Je vous propose un article trouvé sur le site de l'INFFO, pour en savoir un peu plus sur l'homologation de titres et diplômes, bonne lecture...
DEFINITION DE L'HOMOLOGATION
L’homologation des titres et diplômes de l’enseignement technologique est une reconnaissance de l’Etat qui consistait à classer, par niveaux et par spécialités, après examen par une commission, les titres délivrés par les organismes publics ou privés qui en faisaient la demande. L’homologation a valeur nationale. Le classement est effectué par niveaux et en référence à une nomenclature. C’est une évaluation officielle, à caractère interministériel, d’un titre de formation professionnelle. Elle n’a pas la valeur juridique d’une équivalence. Ce n’est pas non plus une habilitation d’organisme. L’homologation était accordée à l’issue d’une procédure rigoureuse qui examinait notamment la situation des titulaires du titre en relation avec l’emploi occupé. Elle n’était obtenue que si le titre avait fait les preuves de son utilité et de son intérêt sur le marché du travail, c’est-à-dire si les titulaires du titre homologué occupaient effectivement un emploi correspondant à leur formation. L’homologation, autre que de droit, était accordée pour une durée maximale de 3 ans et pouvait être renouvelée. Seuls étaient homologués de droit, à l’origine, les diplômes de l’éducation nationale. S’y sont adjoints ultérieurement ceux de la jeunesse et des sports ainsi que ceux de l’agriculture.

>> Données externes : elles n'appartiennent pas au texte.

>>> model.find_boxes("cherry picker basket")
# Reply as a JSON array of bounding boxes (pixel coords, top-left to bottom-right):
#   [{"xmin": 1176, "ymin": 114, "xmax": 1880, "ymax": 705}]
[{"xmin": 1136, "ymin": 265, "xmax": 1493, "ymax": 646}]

UNE RECONNAISSANCE CERTAINE
L’homologation permet aux bénéficiaires de justifier d’une qualification reconnue par un titre ou un diplôme, notamment au moment d’une embauche ou pour une promotion. Un certain nombre de conventions collectives (UIMM, Industrie chimique, par ex.) prennent en compte dans leur classification des titres homologués. La plupart des concours administratifs (ceux de la fonction publique d’Etat comme ceux des fonctions publiques territoriale et hospitalière) admettent, dans leurs conditions d’inscription, des titres homologués de la même manière que les diplômes décernés par les ministères.
Les nomenclatures
les nomenclatures de niveaux de formation Deux nomenclatures de niveaux de formation co-existent : celle de 1967, définie par la circulaire interministérielle n°11-67-300 du 11 juillet 1967, et celle de 1969, approuvée par décision du groupe permanent de la formation professionnelle et de la promotion sociale, le 21 mars 1969. Le niveau attribué à une certification permet un positionnement par rapport à l’emploi. Il n’y a pas équivalence, au sens strict du terme avec le diplôme de l’éducation nationale de même niveau. Niveaux Définitions Ancien classement Niveaux correspondants de la circulaire du 22.12.1959
I et II Personnel occupant des emplois exigeant normalement une formation de niveau égal ou supérieur à celui des écoles d’ingénieurs ou de la licence.
III Personnel occupant des emplois exigeant normalement une formation du niveau du brevet de technicien supérieur, du diplôme des instituts universitaires de technologie, ou de fin de premier cycle de l’enseignement supérieur (deux ans de scolarité après le baccalauréat)
IV a - Personnel occupant des emplois exigeant normalement une formation du niveau du baccalauréat, du brevet de technicien (BT), du brevet supérieur d’enseignement commercial (BSEC) (trois ans de scolarité au-delà du premier cycle de l’enseignement du second degré). Provisoirement, formation du niveau du brevet d’enseignement industriel (BEI), et du brevet d’enseignement commercial (BEC).
IV b - Personnel occupant un emploi de maîtrise ou titulaire du brevet professionnel ou du brevet de maîtrise (deux ans de formation au moins et de pratique professionnelle après l’acquisition d’une formation de niveau V).
IV c - Cycle préparatoire (en promotion sociale) à l’entrée dans un cycle d’études supérieures ou techniques supérieures.
V Personnel occupant des emplois exigeant normalement un niveau de formation équivalent à celui du brevet d’études professionnelles (BEP) (deux ans de scolarité au-delà du premier cycle de l’enseignement du second degré) et du certificat d’aptitude professionnelle (CAP). Provisoirement, formation du niveau du brevet d’études de premier cycle (BEPC).
V bis Personnel occupant des emplois supposant une formation spécialisée d’une durée maximum d’un an au-delà du premier cycle de l’enseignement du second degré, du niveau du certificat de formation professionnelle.
VI Personnel occupant des emplois n’exigeant pas une formation allant au-delà de la scolarité obligatoire.